About Japanese photographer, Katsumi WATANABE (1941-2006)

Born in Morioka City, Iwate Prefecture, Katsumi WATANABE was an itinerant portrait photographer working primarily in Shinjuku in Tokyo. After graduating from high school, he moved to Tokyo and worked at the Tojo Photo Studio, where he learned studio photography. From the late 1960s to the early 1970s, he photographed bar hostesses, drag queens, and gangsters in Shinjuku as a 'drifting portrait photographer'. As a drifting photographer, a very unique profession even at the time, he would walk around Shinjuku daily with a camera in hand and wait for someone to ask him to shoot a portrait. He would go home, process and print, and return the next day with prints for his customers. His subjects strike various poses to present themselves and their lives in Shinjuku with confidence. In the 1970s, when inexpensive automatic cameras began to spread, it became difficult for him to make his living as a drifting photographer. However, he continued to produce a massive archive of images of Shinjuku and its inhabitants. In addition to portraits, he shot children playing in back alleys, a riot in front of Koma Gekijo, and the piles of empty cans accumulating on Shinjuku’s street corners. As one of its inhabitants, he provided an insider’s view of the transformation of Shinjuku.
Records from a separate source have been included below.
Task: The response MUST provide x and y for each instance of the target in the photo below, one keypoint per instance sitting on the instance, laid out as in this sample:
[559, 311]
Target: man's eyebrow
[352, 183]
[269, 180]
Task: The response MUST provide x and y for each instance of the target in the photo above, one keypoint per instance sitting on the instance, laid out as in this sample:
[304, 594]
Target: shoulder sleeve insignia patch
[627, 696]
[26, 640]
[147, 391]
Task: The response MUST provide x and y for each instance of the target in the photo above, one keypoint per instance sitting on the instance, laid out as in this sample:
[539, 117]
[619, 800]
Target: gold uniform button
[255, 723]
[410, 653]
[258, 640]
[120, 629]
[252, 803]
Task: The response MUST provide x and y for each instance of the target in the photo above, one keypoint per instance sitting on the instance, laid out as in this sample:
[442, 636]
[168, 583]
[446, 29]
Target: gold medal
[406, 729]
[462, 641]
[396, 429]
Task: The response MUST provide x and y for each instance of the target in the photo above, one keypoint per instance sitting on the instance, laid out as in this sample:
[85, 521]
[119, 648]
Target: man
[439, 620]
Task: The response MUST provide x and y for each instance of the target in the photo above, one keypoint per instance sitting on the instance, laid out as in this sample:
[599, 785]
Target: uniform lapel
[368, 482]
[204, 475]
In 1974, his work was included in the 'Fifteen Photographers Today' exhibition at the Tokyo National Museum of Modern Art and began receiving great acclaim. He then became a freelance photographer and shot all over the world, but continued to shoot Shinjuku all the while.
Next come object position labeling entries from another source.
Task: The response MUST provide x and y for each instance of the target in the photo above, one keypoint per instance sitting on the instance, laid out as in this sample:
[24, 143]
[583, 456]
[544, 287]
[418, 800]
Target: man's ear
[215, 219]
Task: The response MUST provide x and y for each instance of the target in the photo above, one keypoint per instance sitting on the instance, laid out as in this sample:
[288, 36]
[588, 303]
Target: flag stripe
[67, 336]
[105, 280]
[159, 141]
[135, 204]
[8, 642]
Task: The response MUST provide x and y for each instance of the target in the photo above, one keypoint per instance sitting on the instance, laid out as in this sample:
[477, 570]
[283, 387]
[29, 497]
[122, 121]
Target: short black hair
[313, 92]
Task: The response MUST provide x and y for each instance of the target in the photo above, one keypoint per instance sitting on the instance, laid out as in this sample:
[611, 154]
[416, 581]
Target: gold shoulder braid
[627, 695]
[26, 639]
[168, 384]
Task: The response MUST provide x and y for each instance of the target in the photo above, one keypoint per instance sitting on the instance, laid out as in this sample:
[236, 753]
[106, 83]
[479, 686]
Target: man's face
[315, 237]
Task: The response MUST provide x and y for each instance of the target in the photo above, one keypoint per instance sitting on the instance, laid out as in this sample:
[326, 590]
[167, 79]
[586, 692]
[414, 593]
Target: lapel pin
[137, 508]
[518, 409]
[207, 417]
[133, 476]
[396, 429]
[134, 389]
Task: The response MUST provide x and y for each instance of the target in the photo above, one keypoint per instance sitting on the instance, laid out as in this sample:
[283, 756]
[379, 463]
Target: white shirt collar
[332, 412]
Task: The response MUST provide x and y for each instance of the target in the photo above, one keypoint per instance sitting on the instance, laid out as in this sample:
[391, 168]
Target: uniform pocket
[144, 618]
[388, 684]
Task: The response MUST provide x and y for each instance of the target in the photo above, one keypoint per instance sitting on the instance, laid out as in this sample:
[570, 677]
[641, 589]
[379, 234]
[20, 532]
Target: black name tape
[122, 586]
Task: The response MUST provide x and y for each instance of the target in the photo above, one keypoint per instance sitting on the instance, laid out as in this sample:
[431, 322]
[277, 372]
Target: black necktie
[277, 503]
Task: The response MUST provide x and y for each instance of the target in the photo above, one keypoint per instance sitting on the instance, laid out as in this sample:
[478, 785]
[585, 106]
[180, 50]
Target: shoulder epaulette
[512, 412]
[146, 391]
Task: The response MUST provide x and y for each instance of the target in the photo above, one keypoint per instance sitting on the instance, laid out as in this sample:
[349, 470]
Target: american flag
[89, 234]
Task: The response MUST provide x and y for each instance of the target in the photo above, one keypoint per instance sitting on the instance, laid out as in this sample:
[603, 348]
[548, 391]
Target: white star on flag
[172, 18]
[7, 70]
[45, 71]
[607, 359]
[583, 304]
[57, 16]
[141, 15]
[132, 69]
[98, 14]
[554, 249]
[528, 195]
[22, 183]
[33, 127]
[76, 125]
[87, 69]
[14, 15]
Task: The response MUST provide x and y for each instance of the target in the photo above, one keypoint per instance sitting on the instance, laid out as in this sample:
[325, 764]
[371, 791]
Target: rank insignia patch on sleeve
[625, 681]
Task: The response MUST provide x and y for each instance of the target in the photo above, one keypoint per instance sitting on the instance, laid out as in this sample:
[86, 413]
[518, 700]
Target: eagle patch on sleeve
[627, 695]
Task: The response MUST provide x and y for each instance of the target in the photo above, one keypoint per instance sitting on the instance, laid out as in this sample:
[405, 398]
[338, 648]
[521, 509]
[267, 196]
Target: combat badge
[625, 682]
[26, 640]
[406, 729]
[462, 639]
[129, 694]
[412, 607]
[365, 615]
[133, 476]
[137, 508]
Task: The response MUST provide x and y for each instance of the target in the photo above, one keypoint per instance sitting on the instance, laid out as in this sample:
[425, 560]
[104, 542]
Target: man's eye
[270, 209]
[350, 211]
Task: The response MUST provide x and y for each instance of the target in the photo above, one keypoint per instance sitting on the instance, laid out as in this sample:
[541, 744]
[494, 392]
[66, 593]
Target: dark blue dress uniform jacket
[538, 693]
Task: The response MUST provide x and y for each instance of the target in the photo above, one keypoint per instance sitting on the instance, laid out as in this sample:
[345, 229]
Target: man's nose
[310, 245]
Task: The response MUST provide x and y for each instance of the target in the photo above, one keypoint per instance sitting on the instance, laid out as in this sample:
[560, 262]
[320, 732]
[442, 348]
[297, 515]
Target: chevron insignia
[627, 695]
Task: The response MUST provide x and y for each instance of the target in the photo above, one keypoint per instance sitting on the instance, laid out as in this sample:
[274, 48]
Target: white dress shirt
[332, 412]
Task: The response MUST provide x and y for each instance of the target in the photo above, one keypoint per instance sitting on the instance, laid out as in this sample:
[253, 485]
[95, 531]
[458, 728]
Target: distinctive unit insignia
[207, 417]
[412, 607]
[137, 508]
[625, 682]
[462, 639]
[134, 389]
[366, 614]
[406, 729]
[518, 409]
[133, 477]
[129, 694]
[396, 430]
Photo books by as well as with works by Katsumi WATANABE

  • 'Shinjuku gunto den 66/73 / Shinjuku Thievery Story '66-'73' (1973); 'The Gangs of Shinjuku' (1973, 2009); 'Hot Dog Shinjuku 1999-2000' (2001); 'Japanese Photobooks of the 1960s and '70s' (by Ryuichi Kaneko and Ivan Varanian); 'Story of the Shinjuku Thieves' (2013);

The out-of-print photo book compendium 'Japanese Photobooks of the 1960s and '70s' by Kaneko & Vartanian presents relevant publications of that era. Some of the most influential works and forgotten gems are presented and placed in a sociological context.